Only 1 left in stock

Description

Remington Kleanbore .22 Long Rifle Standard Velocity – Original 1946-1959 Era Box

This Remington Kleanbore Standard Velocity .22LR box is an original postwar rimfire cartridge package from the 1946-1959 era, labeled for Standard Velocity .22 Long Rifle Cartridges. The box carries the familiar Remington Kleanbore branding with DuPont marking, and it identifies a box of 50 rimfire cartridges. With its strong green and red graphics and clearly printed product identity, it stands as a solid period ammunition box for collectors of postwar sporting ammunition and cartridge packaging.

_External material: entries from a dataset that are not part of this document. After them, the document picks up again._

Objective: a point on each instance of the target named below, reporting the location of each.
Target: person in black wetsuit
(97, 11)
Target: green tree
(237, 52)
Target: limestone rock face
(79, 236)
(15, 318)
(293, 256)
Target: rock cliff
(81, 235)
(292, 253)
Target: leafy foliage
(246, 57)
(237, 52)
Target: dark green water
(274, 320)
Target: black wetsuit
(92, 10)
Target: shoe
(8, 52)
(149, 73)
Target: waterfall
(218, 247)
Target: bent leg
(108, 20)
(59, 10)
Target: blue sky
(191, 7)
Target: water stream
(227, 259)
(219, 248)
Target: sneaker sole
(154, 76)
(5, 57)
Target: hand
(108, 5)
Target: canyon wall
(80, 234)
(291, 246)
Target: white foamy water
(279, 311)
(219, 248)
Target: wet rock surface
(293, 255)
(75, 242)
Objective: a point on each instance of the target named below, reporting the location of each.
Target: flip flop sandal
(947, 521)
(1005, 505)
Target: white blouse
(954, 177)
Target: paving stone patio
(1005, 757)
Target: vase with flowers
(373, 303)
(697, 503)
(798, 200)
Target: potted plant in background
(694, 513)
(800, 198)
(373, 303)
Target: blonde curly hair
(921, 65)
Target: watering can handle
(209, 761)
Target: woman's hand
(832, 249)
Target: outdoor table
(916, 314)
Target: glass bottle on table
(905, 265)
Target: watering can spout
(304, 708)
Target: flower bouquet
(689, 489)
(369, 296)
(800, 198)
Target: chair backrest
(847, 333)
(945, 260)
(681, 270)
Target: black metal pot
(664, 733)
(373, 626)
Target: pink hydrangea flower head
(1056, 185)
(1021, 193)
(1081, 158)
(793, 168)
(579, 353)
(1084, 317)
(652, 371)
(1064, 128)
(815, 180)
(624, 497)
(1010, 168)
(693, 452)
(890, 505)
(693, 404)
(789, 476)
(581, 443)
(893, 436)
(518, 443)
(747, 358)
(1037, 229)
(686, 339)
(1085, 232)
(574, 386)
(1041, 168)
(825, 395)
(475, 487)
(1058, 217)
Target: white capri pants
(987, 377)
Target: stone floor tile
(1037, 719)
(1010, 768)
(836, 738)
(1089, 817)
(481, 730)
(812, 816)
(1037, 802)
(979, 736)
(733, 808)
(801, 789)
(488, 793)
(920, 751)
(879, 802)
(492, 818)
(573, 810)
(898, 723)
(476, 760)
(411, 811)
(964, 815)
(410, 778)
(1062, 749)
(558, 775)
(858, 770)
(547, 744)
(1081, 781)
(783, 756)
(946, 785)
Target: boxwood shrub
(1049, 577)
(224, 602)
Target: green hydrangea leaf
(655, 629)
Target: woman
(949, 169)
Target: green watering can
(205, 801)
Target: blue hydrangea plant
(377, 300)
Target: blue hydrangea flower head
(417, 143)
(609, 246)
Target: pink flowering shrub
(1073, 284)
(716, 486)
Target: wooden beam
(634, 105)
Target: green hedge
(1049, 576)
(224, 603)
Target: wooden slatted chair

Remington Kleanbore Standard Velocity .22LR

The package is marked Remington Kleanbore Standard Velocity and clearly identifies .22 Long Rifle on multiple visible panels. It also shows product code 6122, along with the period DuPont branding associated with Remington ammunition packaging of the era. The stated loading is a 40 grain lead round nose in a brass case, packed as a box of 50 rimfire cartridges. Those details give the box a very complete period identity and make it more appealing than a generic empty .22 carton.

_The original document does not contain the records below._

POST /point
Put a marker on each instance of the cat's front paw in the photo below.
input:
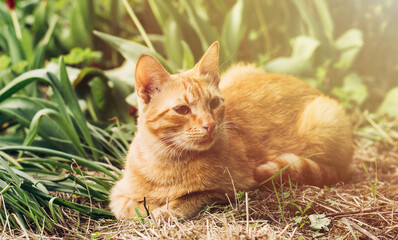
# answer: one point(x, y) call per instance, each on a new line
point(165, 213)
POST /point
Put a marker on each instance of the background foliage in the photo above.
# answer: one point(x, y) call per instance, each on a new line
point(66, 123)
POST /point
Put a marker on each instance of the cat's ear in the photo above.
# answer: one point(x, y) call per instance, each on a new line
point(149, 76)
point(209, 62)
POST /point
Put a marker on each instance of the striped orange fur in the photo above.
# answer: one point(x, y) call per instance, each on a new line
point(201, 137)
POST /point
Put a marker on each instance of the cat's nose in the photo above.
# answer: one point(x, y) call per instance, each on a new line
point(209, 127)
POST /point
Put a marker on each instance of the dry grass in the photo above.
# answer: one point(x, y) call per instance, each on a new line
point(356, 210)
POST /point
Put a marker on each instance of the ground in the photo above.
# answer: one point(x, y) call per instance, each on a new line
point(365, 207)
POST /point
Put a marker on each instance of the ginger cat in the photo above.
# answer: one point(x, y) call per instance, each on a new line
point(201, 137)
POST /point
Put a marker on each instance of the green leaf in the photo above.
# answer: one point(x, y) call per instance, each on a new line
point(233, 30)
point(326, 19)
point(389, 106)
point(352, 38)
point(294, 66)
point(202, 27)
point(15, 49)
point(352, 91)
point(131, 50)
point(304, 47)
point(22, 81)
point(188, 59)
point(319, 222)
point(172, 43)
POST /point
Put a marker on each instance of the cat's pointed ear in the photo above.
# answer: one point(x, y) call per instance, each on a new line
point(209, 62)
point(149, 76)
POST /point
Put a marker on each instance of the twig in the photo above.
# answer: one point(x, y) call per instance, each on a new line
point(359, 229)
point(352, 212)
point(247, 212)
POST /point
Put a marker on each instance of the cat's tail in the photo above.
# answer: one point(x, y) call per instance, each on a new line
point(302, 170)
point(323, 155)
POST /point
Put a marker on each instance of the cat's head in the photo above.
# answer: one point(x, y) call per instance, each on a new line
point(184, 111)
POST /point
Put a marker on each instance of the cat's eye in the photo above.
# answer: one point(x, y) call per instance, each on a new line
point(182, 109)
point(215, 103)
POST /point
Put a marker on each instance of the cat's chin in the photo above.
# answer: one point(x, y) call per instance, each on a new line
point(202, 145)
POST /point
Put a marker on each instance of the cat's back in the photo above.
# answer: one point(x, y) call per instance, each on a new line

Construction / Configuration / Pattern

This is a period folding paperboard ammunition box in the compact commercial rimfire format used for boxed .22 Long Rifle cartridges. The outer body uses a dark green base with contrasting white and red print, which gives the package its distinctive postwar Remington appearance. The visible panels repeat the Kleanbore and Standard Velocity markings, while the cartridge type appears as .22 Long Rifle. The box is associated with product code 6122 and with a loading that used a 40 grain lead round nose bullet in a brass case. The quantity is marked as 50 rimfire cartridges, which follows the standard commercial packing format for .22 ammunition of the period.

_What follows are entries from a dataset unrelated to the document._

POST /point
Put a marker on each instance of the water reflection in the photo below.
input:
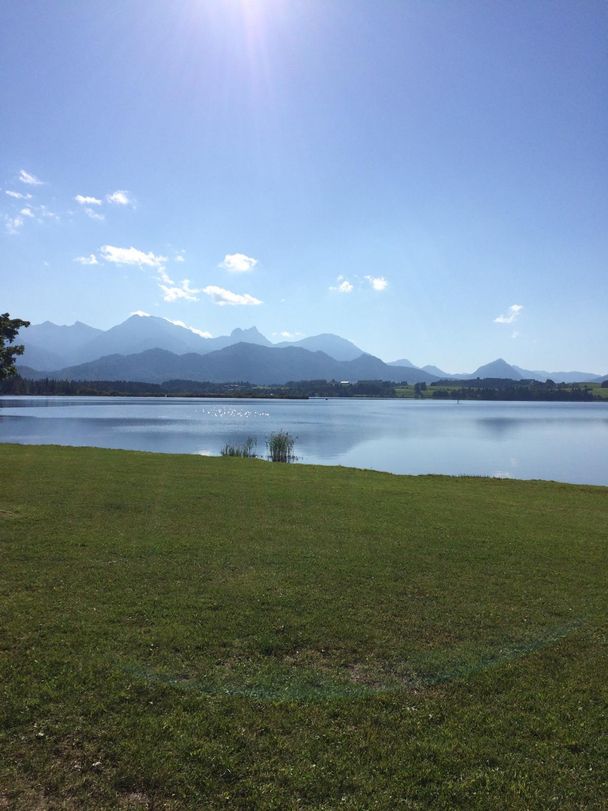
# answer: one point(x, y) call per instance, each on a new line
point(564, 441)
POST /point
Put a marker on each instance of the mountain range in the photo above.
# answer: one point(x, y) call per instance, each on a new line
point(152, 349)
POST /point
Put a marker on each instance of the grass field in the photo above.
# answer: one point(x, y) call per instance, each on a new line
point(185, 632)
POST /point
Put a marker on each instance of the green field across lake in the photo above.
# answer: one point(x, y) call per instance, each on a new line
point(218, 633)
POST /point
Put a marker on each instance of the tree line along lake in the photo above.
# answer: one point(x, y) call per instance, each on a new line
point(565, 442)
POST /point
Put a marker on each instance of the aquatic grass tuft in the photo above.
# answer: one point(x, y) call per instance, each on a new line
point(280, 447)
point(246, 450)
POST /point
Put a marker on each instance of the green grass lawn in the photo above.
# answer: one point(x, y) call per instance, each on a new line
point(186, 632)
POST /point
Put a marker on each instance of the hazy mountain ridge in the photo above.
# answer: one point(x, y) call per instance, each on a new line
point(64, 351)
point(239, 362)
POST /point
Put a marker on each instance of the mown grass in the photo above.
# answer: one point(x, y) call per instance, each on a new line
point(184, 632)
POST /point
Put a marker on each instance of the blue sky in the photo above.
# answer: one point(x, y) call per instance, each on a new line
point(428, 179)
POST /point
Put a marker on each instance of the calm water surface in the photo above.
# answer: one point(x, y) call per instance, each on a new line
point(562, 441)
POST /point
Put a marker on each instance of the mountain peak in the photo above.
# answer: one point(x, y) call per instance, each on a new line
point(249, 336)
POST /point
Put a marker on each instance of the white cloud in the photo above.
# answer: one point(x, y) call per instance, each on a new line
point(84, 200)
point(18, 195)
point(510, 316)
point(119, 198)
point(30, 180)
point(226, 297)
point(91, 259)
point(45, 212)
point(131, 256)
point(94, 215)
point(342, 285)
point(13, 224)
point(238, 263)
point(378, 283)
point(188, 327)
point(179, 292)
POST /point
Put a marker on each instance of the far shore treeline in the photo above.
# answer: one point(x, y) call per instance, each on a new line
point(474, 389)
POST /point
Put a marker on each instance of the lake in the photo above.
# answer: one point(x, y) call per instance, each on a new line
point(562, 441)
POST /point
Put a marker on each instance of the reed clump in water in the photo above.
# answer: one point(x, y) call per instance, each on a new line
point(280, 447)
point(246, 450)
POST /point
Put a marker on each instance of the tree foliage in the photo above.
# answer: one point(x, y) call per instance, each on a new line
point(9, 327)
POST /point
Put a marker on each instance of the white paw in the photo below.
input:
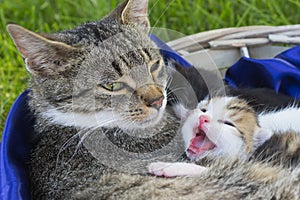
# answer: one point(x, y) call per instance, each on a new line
point(175, 169)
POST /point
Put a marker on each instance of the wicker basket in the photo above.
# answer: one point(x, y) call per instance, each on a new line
point(223, 47)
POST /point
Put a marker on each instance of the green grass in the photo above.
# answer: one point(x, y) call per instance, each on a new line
point(184, 16)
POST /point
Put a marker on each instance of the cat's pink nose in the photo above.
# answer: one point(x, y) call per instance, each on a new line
point(157, 103)
point(203, 119)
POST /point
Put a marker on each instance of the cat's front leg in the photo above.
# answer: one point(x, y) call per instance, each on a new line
point(167, 169)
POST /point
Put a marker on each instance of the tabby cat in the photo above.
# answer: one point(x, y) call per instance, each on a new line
point(98, 94)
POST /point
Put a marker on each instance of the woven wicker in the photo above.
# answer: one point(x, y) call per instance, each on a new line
point(223, 47)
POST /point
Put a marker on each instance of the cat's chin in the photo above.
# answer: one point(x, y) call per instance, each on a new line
point(108, 119)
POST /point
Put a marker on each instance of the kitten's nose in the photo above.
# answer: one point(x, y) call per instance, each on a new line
point(203, 119)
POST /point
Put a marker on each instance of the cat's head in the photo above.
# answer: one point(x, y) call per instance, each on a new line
point(105, 73)
point(222, 126)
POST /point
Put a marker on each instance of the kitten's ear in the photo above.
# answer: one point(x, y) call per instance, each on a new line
point(43, 56)
point(133, 12)
point(260, 136)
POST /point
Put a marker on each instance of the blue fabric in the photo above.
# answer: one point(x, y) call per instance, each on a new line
point(281, 73)
point(14, 152)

Historical Context / Provenance / Development

Boxes like this tell an important part of the story of postwar American shooting culture. By the late 1940s and into the 1950s, .22 Long Rifle ammunition was one of the most common sporting and utility cartridges in the United States. It served for target shooting, training, small game use, and general recreational shooting. Because of that broad role, manufacturers put real effort into branding, load identity, and consumer recognition. The Kleanbore name reflects exactly that kind of period marketing, where ammunition companies emphasized cleanliness, consistency, and modern manufacture as selling points.

The 1946-1959 dating also places this box in a useful collecting window. It belongs to the early postwar era, when American ammunition packaging still carried strong mid-century design language but had already moved well beyond the earlier prewar box styles. For collectors, that matters. A box like this is not just a container for cartridges. It is part of the material culture of the American rimfire market during the years when postwar hunting, target shooting, and sporting firearms ownership expanded sharply.

The Remington and DuPont association adds further character. That branding immediately places the box within a recognizable phase of 20th-century American ammunition production. In practical terms, this means the box works well not only as a standalone cartridge collectible, but also as an accessory for a period .22 rifle display, a store counter grouping, or a broader postwar ammunition collection.

Condition

This example presents well overall for a period paper ammunition box. The graphics remain strong, and the green body with red and white print still displays clearly. Light edge wear, corner wear, and general age are present, which is typical for a surviving box of this type. Even so, the product markings remain easy to read, and the overall appearance stays clean enough for strong display value.